According to Thorpe, her daughter was forgiving, kind and happy-go-lucky and she loved school. Tammy graduated in the top 20 of her class with many years of perfect attendance. “What she set out to do, she accomplished,” Thorpe related. “And I just miss her so, I think about her all the time.”
An FBI evaluation of the evidence concluded Tammy’s killer was likely a white male who lived in Fauquier County. Experts are convinced she was killed by somebody she knew, not a stranger, according to the sheriff’s office. “We haven’t let go of the case at all,” Fauquier County Sheriff Charlie Ray Fox, Jr., said. “We’re not going to give up on it, there needs to be some closure,” Fox explained investigators have been going through the evidence, witness reports and case files with the FBI.

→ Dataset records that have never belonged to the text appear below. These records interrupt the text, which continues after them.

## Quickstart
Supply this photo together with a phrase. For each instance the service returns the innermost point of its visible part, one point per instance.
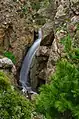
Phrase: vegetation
(10, 56)
(60, 98)
(12, 104)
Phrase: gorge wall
(63, 16)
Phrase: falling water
(24, 73)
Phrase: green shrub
(60, 99)
(10, 56)
(4, 81)
(14, 106)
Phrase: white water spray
(24, 79)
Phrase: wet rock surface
(64, 20)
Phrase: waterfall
(24, 79)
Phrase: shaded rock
(6, 63)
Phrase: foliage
(10, 56)
(4, 81)
(12, 104)
(62, 95)
(60, 98)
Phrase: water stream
(24, 73)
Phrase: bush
(10, 56)
(60, 98)
(13, 105)
(4, 81)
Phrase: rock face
(7, 66)
(64, 21)
(15, 31)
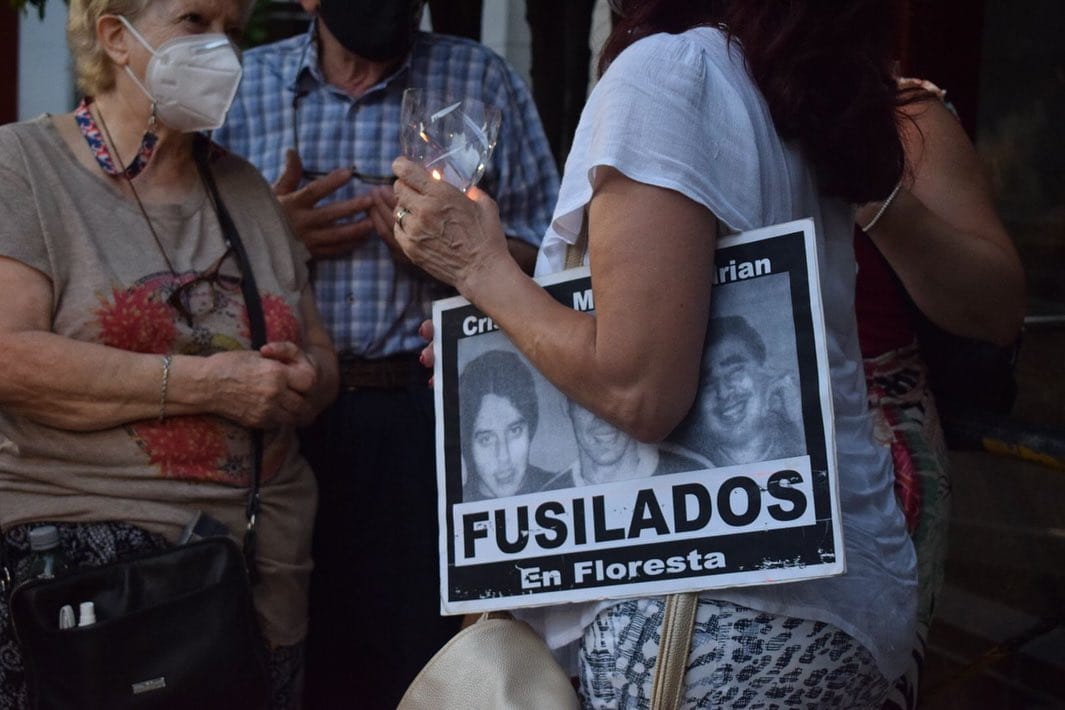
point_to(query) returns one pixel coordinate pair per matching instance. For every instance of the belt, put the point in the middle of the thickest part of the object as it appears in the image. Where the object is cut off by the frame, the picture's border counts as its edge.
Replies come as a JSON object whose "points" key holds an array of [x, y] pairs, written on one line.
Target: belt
{"points": [[392, 373]]}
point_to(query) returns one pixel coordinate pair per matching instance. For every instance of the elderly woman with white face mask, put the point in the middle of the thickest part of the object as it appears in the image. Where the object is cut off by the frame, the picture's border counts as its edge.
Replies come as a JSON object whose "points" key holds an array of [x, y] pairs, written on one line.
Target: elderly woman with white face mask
{"points": [[129, 385]]}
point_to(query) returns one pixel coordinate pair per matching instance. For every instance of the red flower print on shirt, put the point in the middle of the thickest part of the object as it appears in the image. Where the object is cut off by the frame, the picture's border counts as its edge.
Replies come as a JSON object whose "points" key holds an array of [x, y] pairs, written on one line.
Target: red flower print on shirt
{"points": [[136, 320], [187, 447]]}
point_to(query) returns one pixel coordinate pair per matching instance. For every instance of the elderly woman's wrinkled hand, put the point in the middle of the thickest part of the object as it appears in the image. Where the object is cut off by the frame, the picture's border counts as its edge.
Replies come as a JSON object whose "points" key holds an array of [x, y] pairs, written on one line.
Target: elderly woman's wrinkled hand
{"points": [[449, 234], [264, 390]]}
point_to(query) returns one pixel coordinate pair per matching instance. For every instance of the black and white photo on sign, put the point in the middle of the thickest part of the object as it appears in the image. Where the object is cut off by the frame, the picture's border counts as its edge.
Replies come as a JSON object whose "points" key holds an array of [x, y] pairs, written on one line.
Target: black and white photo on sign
{"points": [[508, 448], [749, 405], [544, 501]]}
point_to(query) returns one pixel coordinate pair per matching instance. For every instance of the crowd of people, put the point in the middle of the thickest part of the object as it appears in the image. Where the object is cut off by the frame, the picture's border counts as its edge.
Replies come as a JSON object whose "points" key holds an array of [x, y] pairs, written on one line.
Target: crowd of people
{"points": [[129, 384]]}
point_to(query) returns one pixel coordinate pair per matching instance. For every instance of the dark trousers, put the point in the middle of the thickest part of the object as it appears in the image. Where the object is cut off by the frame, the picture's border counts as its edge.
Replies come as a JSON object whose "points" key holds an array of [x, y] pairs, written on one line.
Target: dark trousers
{"points": [[375, 590]]}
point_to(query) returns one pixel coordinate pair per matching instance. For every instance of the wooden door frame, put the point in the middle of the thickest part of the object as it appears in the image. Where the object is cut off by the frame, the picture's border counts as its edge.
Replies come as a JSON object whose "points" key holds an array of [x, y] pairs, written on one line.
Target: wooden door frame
{"points": [[941, 40], [9, 58]]}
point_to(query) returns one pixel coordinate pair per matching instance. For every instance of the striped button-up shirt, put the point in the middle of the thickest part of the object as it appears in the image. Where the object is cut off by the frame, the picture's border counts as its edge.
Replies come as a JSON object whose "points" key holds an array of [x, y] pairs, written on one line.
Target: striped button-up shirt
{"points": [[372, 306]]}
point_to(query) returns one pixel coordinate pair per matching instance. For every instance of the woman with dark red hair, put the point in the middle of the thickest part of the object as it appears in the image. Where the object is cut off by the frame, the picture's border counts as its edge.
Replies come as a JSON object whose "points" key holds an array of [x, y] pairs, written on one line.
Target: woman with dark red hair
{"points": [[726, 115]]}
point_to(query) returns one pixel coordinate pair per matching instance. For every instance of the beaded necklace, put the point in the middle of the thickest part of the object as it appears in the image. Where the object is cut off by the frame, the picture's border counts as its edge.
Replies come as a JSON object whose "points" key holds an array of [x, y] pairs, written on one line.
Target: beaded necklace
{"points": [[99, 147]]}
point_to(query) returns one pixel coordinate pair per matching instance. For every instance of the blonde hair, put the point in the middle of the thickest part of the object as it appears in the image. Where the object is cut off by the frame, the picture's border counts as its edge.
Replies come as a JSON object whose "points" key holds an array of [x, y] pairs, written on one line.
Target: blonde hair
{"points": [[93, 68]]}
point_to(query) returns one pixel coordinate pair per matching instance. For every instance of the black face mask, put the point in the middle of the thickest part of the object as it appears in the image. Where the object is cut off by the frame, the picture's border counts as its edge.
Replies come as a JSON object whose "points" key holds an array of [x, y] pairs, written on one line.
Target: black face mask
{"points": [[377, 30]]}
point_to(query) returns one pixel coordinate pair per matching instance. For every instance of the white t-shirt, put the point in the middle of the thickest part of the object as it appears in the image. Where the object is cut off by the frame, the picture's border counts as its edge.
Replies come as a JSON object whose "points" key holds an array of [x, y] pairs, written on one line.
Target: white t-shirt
{"points": [[681, 112]]}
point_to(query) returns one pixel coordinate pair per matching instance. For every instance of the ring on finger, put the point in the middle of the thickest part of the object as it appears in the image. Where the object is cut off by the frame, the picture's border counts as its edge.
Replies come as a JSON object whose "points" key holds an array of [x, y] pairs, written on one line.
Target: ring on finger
{"points": [[400, 213]]}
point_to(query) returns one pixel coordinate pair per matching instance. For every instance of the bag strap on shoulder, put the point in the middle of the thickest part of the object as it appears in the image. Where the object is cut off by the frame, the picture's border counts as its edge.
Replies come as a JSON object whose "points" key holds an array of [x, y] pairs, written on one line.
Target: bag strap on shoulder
{"points": [[678, 622], [258, 327]]}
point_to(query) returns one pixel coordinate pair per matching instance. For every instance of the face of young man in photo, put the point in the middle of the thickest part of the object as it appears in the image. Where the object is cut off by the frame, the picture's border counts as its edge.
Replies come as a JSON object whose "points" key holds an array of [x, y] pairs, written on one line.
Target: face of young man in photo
{"points": [[734, 397], [601, 443], [501, 446]]}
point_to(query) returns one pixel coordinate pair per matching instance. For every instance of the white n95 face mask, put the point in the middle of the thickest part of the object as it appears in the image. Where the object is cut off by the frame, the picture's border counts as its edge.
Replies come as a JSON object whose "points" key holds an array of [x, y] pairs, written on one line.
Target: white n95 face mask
{"points": [[191, 80]]}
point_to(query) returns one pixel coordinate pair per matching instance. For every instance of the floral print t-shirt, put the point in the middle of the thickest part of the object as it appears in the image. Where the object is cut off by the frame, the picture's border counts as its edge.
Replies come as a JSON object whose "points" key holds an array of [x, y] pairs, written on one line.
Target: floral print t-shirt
{"points": [[113, 285]]}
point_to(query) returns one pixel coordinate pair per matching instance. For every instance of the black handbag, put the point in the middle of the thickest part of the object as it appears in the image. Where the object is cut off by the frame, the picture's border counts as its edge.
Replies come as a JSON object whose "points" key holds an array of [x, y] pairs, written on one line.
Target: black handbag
{"points": [[176, 628]]}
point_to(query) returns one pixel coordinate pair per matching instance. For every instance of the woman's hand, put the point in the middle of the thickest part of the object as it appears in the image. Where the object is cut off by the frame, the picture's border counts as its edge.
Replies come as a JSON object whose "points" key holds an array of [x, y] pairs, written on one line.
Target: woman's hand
{"points": [[455, 237], [301, 372], [259, 390]]}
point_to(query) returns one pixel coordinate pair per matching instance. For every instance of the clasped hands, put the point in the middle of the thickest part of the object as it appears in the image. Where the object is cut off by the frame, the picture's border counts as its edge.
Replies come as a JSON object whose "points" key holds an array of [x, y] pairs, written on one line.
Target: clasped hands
{"points": [[265, 389]]}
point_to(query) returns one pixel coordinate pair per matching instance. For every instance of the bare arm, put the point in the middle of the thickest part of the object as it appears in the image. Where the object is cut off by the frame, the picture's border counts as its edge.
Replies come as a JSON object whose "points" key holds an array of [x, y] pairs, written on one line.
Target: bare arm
{"points": [[636, 362], [85, 386], [943, 236]]}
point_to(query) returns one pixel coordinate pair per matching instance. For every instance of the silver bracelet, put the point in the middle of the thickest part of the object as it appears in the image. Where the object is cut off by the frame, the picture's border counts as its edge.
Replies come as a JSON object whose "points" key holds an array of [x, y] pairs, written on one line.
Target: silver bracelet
{"points": [[167, 359], [883, 207]]}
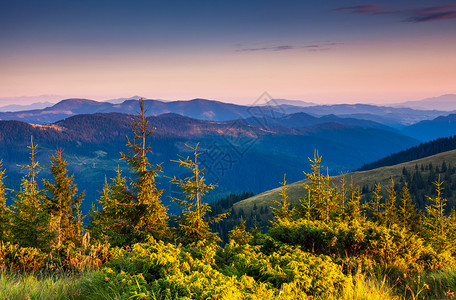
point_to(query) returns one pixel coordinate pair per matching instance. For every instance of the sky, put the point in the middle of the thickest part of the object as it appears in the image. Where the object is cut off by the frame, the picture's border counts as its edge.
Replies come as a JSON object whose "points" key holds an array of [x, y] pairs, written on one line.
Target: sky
{"points": [[233, 51]]}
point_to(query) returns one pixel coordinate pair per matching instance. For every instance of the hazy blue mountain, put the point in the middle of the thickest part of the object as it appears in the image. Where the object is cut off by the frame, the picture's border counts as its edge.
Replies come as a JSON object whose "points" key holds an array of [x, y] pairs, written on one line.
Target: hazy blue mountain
{"points": [[444, 102], [274, 102], [237, 155], [390, 116], [18, 107], [443, 126], [302, 119], [212, 110], [423, 150]]}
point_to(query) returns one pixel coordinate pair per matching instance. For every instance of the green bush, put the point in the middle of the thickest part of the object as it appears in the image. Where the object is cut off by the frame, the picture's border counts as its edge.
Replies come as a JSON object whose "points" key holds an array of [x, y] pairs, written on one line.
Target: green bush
{"points": [[367, 240]]}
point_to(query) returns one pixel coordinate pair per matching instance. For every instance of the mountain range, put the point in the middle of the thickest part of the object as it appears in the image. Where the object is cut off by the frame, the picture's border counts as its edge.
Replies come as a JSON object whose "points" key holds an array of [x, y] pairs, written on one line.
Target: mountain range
{"points": [[212, 110], [245, 148], [237, 155]]}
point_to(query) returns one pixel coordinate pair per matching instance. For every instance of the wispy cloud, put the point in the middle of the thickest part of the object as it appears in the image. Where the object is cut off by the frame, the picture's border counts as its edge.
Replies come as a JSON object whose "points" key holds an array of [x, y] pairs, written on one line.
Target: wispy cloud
{"points": [[311, 47], [373, 9], [426, 14], [433, 13]]}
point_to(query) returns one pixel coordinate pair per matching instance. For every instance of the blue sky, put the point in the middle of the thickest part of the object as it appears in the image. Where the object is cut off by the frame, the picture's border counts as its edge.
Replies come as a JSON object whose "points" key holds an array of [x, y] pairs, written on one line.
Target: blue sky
{"points": [[320, 51]]}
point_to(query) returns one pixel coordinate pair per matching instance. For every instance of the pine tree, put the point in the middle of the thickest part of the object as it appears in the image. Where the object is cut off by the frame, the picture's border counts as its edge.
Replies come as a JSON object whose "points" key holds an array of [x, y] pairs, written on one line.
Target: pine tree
{"points": [[375, 206], [239, 234], [406, 209], [193, 226], [354, 208], [62, 202], [113, 222], [4, 210], [390, 205], [283, 211], [147, 216], [319, 201], [437, 224], [30, 222]]}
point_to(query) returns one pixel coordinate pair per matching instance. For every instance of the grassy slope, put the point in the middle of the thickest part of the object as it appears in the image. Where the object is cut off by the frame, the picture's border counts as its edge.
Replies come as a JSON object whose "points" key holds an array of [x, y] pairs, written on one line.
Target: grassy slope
{"points": [[381, 175]]}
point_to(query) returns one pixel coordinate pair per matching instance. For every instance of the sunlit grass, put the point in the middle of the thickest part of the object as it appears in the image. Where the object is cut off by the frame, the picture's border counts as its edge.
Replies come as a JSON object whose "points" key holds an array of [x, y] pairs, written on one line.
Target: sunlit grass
{"points": [[38, 286]]}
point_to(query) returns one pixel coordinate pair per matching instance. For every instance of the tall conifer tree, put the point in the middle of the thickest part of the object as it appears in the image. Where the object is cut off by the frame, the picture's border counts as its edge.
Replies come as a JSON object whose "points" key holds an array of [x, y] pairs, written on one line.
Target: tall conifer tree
{"points": [[30, 222], [193, 225], [4, 210], [63, 202]]}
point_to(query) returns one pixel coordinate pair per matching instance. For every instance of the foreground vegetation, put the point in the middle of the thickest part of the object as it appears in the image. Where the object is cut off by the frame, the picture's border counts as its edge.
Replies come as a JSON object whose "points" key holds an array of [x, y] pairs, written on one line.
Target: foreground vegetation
{"points": [[328, 245]]}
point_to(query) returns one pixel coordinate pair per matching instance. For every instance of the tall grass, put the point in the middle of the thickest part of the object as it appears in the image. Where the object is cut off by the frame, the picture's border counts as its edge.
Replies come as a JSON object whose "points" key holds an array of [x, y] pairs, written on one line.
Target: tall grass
{"points": [[39, 286]]}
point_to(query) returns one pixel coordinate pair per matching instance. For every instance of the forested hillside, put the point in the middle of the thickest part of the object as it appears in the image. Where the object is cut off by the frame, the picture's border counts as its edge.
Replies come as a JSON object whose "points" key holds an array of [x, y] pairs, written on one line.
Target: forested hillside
{"points": [[237, 156], [331, 243], [422, 150]]}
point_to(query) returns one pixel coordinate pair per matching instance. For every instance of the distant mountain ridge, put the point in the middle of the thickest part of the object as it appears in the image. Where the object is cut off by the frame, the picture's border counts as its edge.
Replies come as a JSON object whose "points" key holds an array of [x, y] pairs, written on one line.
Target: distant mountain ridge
{"points": [[238, 156], [426, 130], [213, 110], [444, 102], [421, 151]]}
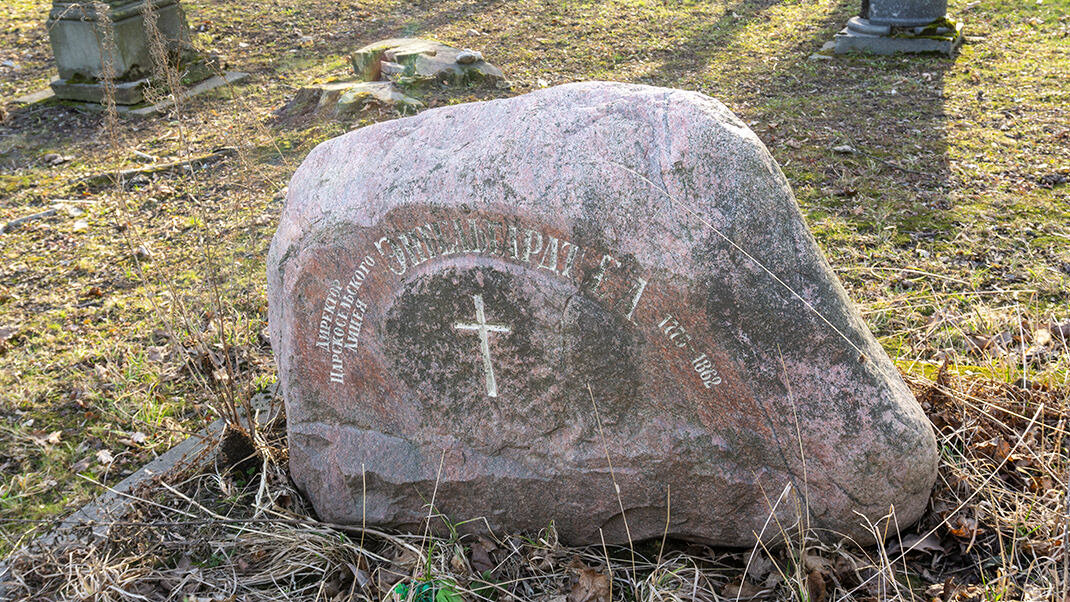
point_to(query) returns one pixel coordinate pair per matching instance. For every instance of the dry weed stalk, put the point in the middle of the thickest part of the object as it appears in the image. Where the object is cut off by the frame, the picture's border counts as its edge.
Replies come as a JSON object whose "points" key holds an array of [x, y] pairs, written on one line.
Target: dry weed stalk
{"points": [[996, 529]]}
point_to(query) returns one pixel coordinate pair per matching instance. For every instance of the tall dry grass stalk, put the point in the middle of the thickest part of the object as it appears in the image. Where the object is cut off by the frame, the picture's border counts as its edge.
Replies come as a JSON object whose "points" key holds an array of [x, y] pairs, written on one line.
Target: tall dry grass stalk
{"points": [[169, 303]]}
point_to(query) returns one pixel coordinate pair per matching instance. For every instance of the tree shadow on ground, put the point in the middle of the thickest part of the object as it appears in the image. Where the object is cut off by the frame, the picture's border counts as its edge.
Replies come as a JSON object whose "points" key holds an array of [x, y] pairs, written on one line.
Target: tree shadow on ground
{"points": [[895, 180]]}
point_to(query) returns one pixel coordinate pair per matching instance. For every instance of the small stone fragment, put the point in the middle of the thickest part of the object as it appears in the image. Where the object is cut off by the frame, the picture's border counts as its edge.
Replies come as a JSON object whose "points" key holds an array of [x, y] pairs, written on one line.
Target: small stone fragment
{"points": [[413, 61], [467, 57]]}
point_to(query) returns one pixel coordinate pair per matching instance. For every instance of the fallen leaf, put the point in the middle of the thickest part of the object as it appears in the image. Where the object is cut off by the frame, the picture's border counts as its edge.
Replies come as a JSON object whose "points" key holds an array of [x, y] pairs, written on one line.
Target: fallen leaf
{"points": [[760, 567], [480, 555], [46, 441], [915, 542], [742, 590], [591, 586], [964, 527], [1041, 337], [815, 586]]}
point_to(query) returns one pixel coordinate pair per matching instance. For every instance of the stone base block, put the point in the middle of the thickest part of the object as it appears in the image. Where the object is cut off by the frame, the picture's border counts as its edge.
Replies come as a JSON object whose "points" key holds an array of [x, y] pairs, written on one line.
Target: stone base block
{"points": [[860, 35], [125, 92]]}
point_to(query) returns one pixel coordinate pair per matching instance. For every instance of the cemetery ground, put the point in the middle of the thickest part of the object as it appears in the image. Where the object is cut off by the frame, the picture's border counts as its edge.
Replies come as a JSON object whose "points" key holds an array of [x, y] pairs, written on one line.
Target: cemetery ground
{"points": [[132, 313]]}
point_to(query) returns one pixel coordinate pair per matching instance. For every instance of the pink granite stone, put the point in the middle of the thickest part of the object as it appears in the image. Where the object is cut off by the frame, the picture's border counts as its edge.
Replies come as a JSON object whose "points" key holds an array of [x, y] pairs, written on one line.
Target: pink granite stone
{"points": [[452, 289]]}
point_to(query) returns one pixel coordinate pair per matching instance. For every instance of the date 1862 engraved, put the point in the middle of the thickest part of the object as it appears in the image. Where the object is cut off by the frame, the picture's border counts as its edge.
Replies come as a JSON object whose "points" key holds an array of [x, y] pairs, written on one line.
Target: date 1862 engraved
{"points": [[597, 274]]}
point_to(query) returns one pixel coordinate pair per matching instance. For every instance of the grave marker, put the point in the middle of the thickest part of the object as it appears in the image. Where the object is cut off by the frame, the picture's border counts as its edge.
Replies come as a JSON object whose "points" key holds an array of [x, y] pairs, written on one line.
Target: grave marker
{"points": [[514, 290]]}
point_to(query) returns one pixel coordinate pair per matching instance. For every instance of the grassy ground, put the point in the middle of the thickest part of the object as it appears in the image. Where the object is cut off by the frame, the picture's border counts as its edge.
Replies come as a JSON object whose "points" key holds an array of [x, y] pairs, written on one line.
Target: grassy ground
{"points": [[949, 225]]}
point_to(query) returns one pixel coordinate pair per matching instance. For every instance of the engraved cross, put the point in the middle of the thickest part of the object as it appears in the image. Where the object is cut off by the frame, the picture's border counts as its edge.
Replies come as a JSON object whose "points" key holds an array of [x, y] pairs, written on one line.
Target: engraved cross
{"points": [[483, 328]]}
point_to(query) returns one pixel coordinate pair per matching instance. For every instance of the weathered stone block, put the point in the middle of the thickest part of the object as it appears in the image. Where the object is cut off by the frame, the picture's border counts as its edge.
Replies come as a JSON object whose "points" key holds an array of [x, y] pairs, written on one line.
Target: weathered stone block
{"points": [[85, 42], [411, 60], [516, 290]]}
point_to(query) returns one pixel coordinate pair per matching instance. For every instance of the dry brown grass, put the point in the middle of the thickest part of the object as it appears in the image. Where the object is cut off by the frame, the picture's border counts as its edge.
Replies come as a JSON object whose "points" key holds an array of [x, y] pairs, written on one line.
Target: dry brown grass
{"points": [[996, 529]]}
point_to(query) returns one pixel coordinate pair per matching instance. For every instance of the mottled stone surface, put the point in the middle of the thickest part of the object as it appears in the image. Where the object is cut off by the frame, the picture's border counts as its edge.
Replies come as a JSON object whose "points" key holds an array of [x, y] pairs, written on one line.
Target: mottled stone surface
{"points": [[449, 287], [416, 61]]}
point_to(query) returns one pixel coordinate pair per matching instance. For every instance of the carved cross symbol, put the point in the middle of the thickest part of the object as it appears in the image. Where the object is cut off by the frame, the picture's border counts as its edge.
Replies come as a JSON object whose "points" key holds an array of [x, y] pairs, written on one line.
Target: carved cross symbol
{"points": [[484, 328]]}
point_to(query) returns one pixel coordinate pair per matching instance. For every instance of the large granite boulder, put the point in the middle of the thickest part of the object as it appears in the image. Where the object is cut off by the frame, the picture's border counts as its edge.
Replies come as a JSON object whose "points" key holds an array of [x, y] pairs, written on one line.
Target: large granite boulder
{"points": [[516, 290]]}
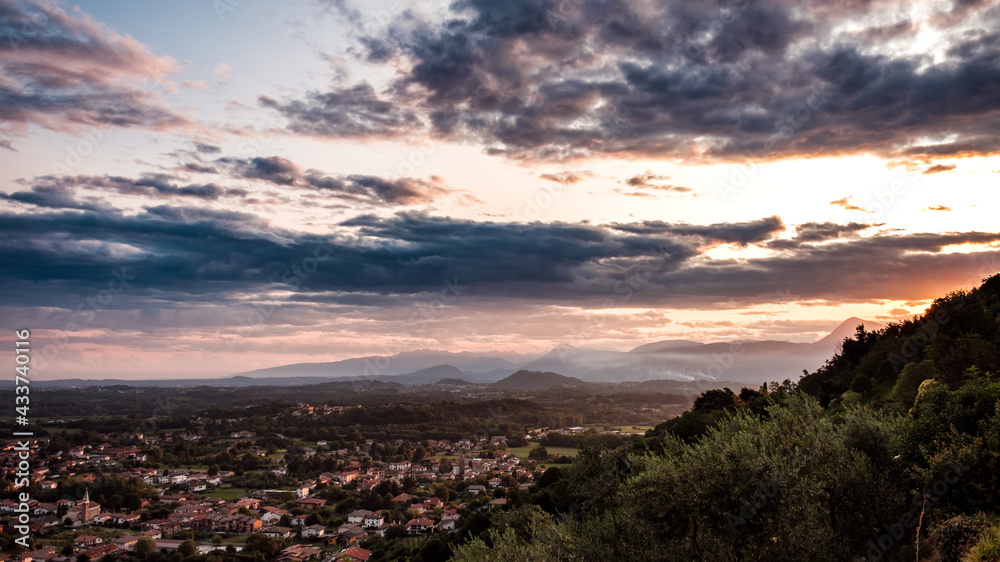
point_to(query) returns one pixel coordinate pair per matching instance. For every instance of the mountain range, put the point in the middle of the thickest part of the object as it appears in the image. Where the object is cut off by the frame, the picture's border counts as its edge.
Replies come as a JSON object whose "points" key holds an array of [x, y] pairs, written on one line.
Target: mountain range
{"points": [[751, 362]]}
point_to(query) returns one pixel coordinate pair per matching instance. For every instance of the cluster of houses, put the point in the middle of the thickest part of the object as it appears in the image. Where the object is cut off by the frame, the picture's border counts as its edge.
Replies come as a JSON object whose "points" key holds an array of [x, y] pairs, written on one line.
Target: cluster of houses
{"points": [[189, 492]]}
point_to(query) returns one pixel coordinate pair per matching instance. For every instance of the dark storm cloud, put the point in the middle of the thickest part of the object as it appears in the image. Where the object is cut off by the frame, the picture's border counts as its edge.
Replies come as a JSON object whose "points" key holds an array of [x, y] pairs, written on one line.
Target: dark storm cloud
{"points": [[63, 70], [644, 184], [55, 197], [820, 231], [938, 168], [550, 79], [195, 255], [735, 233]]}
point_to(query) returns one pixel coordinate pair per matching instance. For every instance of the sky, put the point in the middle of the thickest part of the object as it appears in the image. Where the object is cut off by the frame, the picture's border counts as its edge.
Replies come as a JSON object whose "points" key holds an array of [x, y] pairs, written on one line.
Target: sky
{"points": [[205, 187]]}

Technology has changed tremendously since Tammy’s death and a lot of older evidence has been resubmitted for forensic evaluation and exams. “At the time of the killing in 1988, the perpetrator was most likely exhibiting signs of great psychological stress and had to internalize his anger and frustration over this senseless crime,” according to the sheriff’s office. “He is still likely to be thinking about it today and haunted by dreams of what happened.”
Fox said his office has a suspect in the case, but needs to make sure all the pieces are in place before bringing charges. But he doesn’t want to give any false hope or a timeline, because the case is still a work in progress.
For Lorraine Thorpe, justice would bring relief and closure after almost three long, painful decades. “And I don’t only feel for myself. I’m not the only one that this kind of thing has happened to,” Lorraine Thorpe added. She prays for all the parents and family with murdered children, especially the family of victims of other unsolved murders in Fauquier County. But her heart goes out to everyone in her situation. Every time you turn on the television there is another story like hers, she said. “But you don’t give up. You just keep hoping and praying that someday, something will be uncovered that will bring closure.”
Thorpe recalled her daughter had been too quiet for a few weeks before she was killed, until one day she came home with flowers and a note. “Mom, just a little something to show you how much I love you and how much I care for what all you do for me,” the note read. And then shortly after that she was gone. “It’s a heartbreaking thing for anyone to go through,” Thorpe said of the memory of her daughter. “Over the years, the pain gets easier to deal with, but you never, never forget.”
Detectives are confident someone in Fauquier County knows the person responsible for Tammy’s death and has the ability to bring closure to this tragedy. Anyone with information is asked to call the Sheriff’s Office at 540-347-3300, or the Criminal Investigation Division at 540-422-8650.